Vicente Luis Mora (Córdoba, 1970) is a Spanish writer, poet, essayist and literary critic.

He received several prizes for his literary works. Collaborates in magazines such as Animal sospechoso, Archipielago, Clarin, El invisible anillo, Mercurio or Quimera, as well as in the Cuadernos del Sur supplement of Diario Córdoba. Co-directs the essay collection of Berenice Editorial and organizes the Poetic Map that is celebrated annually in Córdoba. He is included in many poetry and narrative anthologies.
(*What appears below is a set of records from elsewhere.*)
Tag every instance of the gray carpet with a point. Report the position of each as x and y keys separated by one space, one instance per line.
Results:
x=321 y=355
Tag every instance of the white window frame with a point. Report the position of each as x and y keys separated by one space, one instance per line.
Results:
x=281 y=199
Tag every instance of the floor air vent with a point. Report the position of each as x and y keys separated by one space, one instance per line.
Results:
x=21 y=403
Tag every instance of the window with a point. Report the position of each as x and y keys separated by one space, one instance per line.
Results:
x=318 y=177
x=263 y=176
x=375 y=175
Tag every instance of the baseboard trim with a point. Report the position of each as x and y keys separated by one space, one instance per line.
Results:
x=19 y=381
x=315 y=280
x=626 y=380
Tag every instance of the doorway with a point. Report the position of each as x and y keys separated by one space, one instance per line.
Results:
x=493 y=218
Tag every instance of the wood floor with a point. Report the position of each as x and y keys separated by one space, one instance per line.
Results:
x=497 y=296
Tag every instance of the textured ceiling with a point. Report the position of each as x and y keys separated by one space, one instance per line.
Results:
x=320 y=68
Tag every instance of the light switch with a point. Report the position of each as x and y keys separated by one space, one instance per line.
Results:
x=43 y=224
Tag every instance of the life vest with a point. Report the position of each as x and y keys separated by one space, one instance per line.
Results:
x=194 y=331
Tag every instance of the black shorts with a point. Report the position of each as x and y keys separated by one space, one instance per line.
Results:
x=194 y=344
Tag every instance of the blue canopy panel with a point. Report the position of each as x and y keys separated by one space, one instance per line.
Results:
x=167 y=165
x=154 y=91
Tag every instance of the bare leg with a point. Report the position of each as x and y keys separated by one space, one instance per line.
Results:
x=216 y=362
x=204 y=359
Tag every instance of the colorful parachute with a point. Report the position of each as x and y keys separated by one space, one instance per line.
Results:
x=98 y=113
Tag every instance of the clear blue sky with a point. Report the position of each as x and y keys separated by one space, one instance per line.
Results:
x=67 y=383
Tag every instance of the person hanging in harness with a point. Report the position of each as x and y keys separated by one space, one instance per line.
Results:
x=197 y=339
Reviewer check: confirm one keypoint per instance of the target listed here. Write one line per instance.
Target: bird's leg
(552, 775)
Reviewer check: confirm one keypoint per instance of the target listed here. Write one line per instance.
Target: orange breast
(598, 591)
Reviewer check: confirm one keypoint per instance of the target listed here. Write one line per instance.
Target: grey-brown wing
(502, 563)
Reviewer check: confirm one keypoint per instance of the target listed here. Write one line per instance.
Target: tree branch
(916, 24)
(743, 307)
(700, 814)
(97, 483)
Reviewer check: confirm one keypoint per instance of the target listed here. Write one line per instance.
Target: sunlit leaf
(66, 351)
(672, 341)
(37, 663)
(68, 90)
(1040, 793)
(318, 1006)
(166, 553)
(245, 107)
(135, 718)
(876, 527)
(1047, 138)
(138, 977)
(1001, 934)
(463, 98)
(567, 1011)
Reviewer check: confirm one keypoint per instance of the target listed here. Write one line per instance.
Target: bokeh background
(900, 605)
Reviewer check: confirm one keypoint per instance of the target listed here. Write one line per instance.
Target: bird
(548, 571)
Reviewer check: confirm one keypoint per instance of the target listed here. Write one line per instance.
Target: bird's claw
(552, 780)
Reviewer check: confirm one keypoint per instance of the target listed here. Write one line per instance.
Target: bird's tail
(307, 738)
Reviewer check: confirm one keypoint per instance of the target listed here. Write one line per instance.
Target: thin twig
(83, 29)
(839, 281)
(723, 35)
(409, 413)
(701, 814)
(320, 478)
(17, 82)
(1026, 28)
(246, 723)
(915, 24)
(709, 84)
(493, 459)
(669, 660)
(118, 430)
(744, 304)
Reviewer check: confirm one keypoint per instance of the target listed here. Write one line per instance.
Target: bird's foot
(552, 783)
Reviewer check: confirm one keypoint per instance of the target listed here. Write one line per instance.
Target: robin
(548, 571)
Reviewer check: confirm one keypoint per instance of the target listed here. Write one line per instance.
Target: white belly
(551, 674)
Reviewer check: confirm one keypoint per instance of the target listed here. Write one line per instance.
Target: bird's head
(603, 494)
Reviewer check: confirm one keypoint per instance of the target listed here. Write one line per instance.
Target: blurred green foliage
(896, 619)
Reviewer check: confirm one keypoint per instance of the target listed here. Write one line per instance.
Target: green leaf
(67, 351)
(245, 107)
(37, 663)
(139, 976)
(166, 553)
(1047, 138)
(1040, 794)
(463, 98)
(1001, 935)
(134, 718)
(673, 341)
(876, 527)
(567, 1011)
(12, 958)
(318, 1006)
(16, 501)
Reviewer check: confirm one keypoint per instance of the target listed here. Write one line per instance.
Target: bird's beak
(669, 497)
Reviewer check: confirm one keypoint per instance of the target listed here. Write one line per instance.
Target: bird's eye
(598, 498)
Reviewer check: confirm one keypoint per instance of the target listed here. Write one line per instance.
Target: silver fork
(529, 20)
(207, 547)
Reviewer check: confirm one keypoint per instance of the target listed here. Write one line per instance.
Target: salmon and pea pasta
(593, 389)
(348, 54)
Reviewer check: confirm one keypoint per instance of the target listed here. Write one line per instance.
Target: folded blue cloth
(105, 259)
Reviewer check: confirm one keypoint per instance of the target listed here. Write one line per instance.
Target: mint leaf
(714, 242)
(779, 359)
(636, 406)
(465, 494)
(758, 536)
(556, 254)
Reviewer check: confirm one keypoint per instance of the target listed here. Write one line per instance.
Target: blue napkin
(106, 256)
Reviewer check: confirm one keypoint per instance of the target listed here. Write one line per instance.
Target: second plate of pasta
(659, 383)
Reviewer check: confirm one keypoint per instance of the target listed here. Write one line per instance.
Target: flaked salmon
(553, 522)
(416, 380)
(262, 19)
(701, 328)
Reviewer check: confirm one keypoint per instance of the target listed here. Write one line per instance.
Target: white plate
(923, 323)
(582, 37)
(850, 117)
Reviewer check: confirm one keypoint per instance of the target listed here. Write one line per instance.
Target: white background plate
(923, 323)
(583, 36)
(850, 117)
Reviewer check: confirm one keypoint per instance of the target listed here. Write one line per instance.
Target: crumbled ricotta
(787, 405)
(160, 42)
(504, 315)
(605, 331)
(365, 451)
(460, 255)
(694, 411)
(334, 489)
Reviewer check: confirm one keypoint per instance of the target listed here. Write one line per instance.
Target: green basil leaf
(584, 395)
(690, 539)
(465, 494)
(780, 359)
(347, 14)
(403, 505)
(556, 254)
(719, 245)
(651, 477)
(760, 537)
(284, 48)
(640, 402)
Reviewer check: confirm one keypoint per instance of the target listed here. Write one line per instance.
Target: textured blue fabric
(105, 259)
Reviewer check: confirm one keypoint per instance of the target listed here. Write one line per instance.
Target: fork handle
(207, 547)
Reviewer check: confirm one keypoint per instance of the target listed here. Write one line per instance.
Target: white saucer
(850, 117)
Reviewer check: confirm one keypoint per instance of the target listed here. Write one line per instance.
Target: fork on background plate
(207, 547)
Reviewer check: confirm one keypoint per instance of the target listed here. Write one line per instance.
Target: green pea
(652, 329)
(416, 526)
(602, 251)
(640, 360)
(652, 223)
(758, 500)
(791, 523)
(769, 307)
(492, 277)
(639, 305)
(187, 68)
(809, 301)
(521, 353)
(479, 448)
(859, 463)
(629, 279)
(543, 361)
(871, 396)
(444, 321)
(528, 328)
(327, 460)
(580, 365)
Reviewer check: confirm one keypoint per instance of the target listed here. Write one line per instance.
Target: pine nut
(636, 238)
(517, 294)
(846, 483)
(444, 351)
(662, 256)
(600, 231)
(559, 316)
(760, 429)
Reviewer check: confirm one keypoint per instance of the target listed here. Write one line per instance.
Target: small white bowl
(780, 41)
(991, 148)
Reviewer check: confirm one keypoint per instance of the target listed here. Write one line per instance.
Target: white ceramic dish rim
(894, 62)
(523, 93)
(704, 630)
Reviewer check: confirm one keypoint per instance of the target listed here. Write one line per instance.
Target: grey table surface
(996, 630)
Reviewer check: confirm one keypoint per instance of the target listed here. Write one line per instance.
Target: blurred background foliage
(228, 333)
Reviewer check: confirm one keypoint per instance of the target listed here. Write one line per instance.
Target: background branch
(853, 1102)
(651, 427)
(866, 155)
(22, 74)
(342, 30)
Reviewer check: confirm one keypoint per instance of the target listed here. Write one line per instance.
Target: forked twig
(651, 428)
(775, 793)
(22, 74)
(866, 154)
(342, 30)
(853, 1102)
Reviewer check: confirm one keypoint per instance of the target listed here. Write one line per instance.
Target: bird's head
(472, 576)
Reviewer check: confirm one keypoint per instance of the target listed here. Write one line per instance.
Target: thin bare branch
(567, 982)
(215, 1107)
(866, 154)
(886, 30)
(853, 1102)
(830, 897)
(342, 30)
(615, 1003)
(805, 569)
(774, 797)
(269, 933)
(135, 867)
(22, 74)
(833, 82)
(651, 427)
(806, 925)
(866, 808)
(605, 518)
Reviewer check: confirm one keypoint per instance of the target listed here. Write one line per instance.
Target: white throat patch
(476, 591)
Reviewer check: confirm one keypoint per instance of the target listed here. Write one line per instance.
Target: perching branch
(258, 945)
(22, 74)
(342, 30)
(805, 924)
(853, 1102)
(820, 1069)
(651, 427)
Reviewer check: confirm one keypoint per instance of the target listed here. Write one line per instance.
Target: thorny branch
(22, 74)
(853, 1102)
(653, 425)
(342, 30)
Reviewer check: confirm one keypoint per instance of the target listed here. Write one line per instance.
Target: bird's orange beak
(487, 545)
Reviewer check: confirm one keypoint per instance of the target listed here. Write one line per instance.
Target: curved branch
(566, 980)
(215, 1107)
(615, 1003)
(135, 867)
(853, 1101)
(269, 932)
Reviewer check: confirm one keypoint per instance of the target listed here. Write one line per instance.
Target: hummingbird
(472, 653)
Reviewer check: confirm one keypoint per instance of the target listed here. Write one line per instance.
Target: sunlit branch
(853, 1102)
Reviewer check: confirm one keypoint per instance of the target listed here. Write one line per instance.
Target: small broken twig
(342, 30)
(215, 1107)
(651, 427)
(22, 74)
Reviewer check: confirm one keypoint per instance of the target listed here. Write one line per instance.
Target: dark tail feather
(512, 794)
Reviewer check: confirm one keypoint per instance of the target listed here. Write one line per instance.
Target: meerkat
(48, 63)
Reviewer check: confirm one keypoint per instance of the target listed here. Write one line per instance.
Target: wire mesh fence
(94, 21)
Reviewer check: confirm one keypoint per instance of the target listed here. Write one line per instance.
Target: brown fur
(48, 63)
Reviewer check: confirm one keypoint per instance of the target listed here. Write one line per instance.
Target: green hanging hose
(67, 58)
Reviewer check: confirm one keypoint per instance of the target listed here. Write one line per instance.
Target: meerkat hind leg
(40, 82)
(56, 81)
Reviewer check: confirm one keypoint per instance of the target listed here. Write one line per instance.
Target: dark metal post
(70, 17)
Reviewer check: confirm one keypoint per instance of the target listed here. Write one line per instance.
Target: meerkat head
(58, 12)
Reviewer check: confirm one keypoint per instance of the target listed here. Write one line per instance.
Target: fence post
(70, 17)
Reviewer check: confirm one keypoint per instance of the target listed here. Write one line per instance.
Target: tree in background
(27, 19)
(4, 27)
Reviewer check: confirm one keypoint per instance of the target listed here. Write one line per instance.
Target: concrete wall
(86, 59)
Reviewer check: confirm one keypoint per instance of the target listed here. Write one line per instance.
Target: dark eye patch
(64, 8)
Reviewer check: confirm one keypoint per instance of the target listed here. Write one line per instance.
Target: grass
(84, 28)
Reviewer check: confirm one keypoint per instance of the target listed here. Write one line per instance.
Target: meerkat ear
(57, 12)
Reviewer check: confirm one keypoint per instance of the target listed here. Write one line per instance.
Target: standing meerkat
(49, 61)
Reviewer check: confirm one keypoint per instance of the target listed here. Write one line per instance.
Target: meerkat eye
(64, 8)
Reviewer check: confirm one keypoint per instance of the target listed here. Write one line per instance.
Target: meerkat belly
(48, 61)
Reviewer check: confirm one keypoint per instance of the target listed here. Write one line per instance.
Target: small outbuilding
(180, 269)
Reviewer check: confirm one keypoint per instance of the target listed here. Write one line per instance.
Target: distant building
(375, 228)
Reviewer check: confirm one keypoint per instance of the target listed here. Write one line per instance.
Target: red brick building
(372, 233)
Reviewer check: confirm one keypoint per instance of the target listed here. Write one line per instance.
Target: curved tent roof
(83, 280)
In 2007 he was appointed director of the Instituto Cervantes in Albuquerque (New Mexico, US).

== Works ==
Poetry
- Texto refundido de la ley del sueño (Rewritten text of the law of dreams), 1999. ISBN 84-921516-2-5.
- Mester de Cibervía (Ministry of Cybertrack), 2000. ISBN 84-8191-314-6.
- Nova (Nova), 2003. ISBN 84-8191-520-3.
- Autobiografía (novela de terror) (Autobiography (horror novel)), 2003. ISBN 84-472-0787-0
- Construcción (Construction), 2005. ISBN 84-8191-684-6.

Stories
- Circular 07. Las afueras. (Circular 07: The Outskirts), 2007.
- Circular. 2003ISBN 84-932945-0-0.
- Subterráneos (Subterraneans), 2006 ISBN 84-96238-40-7.

Essays
- Pasadizos. Espacios simbólicos entre arte y literatura (Passages: Symbolic Spaces Between Art and Literature). 2008 ISBN 978-84-8393-008-3.
- La luz nueva. Singularidades en la narrativa española actual (The New Light: Singularities In Contemporary Spanish Narrative). 2007 ISBN 978-84-96756-22-9.
- Singularidades: ética y poética de la literatura española actual (Singularities: Ethics and Poetics of Contemporary Spanish Literature), 2006 ISBN 84-95408-48-1.
- Pangea: Internet, blogs y comunicación en un mundo nuevo (Pangea: Internet, Blogs and Communication In A New World). 2006 ISBN 84-96556-40-9.